I have said before that classical civilization is the perfect sandbox for students to play around with the primary questions and concepts of civilization. The Greek and Roman world is of a manageable complexity, distant yet familiar, something we can both approach with impartiality and yet make our own. And more than this, understanding the rise and fall of the classical world teaches us valuable lessons about the hard work of building, preserving, and extending civilization. The early Americans fostered their own practical wisdom out of study of the classics, their own recent history, and personal experience with law and mercantilism. What will we find in the classics to help us today? There is always something.

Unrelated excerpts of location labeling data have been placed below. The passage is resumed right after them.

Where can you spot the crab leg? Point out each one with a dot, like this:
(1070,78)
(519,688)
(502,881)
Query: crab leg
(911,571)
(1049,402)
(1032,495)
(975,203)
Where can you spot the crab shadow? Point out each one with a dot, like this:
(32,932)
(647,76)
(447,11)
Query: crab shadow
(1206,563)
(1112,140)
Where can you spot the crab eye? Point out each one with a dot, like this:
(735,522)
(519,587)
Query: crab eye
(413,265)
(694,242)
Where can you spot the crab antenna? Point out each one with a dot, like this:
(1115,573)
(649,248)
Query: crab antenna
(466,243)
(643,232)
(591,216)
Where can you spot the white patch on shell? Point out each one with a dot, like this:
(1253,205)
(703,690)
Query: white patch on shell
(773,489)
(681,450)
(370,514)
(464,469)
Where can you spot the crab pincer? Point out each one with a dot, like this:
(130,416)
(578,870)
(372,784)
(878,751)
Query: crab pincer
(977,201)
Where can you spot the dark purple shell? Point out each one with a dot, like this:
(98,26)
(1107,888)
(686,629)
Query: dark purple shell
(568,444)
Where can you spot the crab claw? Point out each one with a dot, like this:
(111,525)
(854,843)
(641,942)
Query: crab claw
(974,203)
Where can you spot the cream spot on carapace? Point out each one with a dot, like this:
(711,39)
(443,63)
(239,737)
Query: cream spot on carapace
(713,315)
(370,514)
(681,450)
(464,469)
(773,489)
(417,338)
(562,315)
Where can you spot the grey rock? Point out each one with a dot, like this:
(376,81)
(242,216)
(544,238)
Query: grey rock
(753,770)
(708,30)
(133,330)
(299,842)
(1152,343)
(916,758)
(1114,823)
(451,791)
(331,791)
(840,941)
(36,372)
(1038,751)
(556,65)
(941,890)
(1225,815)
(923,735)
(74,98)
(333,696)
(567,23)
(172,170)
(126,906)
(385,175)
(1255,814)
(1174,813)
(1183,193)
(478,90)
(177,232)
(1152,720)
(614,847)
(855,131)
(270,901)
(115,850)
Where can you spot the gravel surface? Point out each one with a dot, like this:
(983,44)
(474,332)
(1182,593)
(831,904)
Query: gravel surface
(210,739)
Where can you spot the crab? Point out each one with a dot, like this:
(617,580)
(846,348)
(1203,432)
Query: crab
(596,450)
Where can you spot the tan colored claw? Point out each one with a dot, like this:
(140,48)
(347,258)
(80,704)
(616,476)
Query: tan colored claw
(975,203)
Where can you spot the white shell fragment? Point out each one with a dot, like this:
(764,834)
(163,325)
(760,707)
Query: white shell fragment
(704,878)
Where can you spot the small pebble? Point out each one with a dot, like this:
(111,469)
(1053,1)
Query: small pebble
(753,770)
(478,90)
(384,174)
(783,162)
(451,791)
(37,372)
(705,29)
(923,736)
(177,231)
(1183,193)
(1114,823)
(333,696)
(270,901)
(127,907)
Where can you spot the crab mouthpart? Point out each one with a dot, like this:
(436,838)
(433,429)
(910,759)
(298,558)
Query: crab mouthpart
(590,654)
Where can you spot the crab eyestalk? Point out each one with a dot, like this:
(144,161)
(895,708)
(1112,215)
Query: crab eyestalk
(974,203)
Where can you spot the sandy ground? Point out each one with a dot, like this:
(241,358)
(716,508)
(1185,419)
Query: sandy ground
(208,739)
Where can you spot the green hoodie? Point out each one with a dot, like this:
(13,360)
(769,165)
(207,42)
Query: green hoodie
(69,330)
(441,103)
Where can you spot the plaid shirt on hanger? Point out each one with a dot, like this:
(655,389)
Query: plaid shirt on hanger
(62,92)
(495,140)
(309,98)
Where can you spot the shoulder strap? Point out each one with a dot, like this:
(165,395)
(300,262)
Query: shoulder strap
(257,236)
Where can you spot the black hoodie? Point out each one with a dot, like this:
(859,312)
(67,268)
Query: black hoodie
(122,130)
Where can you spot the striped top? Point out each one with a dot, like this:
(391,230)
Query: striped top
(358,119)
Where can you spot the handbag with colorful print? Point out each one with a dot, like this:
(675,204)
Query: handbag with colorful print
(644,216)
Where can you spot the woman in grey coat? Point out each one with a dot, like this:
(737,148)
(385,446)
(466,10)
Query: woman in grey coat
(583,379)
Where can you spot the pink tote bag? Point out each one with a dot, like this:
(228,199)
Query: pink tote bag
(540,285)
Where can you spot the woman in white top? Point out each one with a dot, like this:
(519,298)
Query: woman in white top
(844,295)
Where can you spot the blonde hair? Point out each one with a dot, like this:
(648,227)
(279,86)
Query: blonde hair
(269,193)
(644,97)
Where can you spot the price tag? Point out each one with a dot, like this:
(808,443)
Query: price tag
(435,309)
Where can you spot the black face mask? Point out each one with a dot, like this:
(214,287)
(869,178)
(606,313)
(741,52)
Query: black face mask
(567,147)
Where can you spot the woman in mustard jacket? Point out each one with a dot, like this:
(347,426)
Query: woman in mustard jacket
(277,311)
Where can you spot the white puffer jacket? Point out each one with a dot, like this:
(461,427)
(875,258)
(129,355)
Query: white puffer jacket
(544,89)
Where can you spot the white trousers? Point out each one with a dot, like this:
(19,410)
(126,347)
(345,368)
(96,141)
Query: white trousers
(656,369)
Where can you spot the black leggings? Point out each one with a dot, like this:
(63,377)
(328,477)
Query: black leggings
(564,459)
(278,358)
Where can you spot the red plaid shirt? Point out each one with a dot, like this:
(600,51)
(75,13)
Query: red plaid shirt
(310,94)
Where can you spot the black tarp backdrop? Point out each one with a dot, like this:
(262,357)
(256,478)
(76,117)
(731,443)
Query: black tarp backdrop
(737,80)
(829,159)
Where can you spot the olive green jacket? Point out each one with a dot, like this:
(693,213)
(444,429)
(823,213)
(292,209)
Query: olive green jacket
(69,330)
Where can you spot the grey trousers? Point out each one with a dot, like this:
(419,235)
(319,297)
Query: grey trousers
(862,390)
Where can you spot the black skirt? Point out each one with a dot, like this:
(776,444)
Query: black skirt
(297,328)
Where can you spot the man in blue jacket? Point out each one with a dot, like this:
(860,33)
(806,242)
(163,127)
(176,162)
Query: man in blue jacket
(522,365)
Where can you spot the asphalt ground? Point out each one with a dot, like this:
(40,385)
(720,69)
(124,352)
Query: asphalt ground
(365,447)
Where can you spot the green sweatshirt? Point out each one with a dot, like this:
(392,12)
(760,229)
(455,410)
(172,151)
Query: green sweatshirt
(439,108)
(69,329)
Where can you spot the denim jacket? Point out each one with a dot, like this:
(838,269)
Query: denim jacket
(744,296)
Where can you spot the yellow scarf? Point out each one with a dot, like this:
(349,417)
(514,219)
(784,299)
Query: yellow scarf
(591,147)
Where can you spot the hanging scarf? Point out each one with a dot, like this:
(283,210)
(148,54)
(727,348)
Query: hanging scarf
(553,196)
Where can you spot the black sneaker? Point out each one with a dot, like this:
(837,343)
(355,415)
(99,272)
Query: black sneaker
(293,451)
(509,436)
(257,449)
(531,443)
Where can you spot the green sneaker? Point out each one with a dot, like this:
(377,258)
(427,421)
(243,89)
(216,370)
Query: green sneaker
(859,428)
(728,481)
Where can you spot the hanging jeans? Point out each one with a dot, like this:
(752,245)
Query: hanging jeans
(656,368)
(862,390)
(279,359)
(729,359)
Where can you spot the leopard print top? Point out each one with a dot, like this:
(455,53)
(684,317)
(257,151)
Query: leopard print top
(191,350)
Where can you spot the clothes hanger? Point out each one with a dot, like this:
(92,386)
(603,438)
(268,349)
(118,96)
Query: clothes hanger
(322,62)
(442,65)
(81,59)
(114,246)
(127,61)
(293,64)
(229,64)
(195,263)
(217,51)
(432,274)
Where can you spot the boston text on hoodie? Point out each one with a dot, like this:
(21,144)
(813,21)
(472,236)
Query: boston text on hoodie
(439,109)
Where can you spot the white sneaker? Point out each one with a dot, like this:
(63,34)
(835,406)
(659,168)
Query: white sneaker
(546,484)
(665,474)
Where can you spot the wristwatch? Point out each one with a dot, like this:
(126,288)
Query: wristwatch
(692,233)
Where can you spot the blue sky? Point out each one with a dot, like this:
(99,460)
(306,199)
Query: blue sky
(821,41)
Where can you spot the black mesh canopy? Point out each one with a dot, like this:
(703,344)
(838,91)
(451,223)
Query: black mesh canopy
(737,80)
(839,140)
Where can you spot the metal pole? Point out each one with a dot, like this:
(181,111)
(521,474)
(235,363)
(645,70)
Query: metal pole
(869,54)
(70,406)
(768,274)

Practical wisdom today in our western civilization needs both the wisdom of the classics and the wisdom of the present. Today’s world is a jewel many faceted and extremely complicated. How many of today’s problems are caused simply because the world is complex, and many people were not taught how to navigate it? Legibility is a form of progress. Building, preserving, and extending present civilization cannot happen without educators taking the herculean effort to get a grip on a globalized society and fill the gap between modern history and modern science with practical wisdom. This is work that has yet to be done. While it has been proposed that we need a new science of progress, another way to see the problem is that we need more people who can teach us both how to thrive amidst the complexity, maintain the fragile good things we have achieved, and build towards something better and higher. We need to teach people to deliberate well about what is good and expedient for themselves and society, not just with regard to health or wealth say, but about what sorts of thing conduce to the good life in general. This task is hard, and it is well past time to begin.

In old Ben Franklin’s jovial pithiness, “I find the best way to serve God is by serving my fellow man.” This sentiment of service from a newspaper printer whose contributions to civilizational progress included everything from a guide on how to swim, to roasting a turkey with electricity, to founding a fire brigade, a militia, and a library, and even hosting a Constitutional Convention.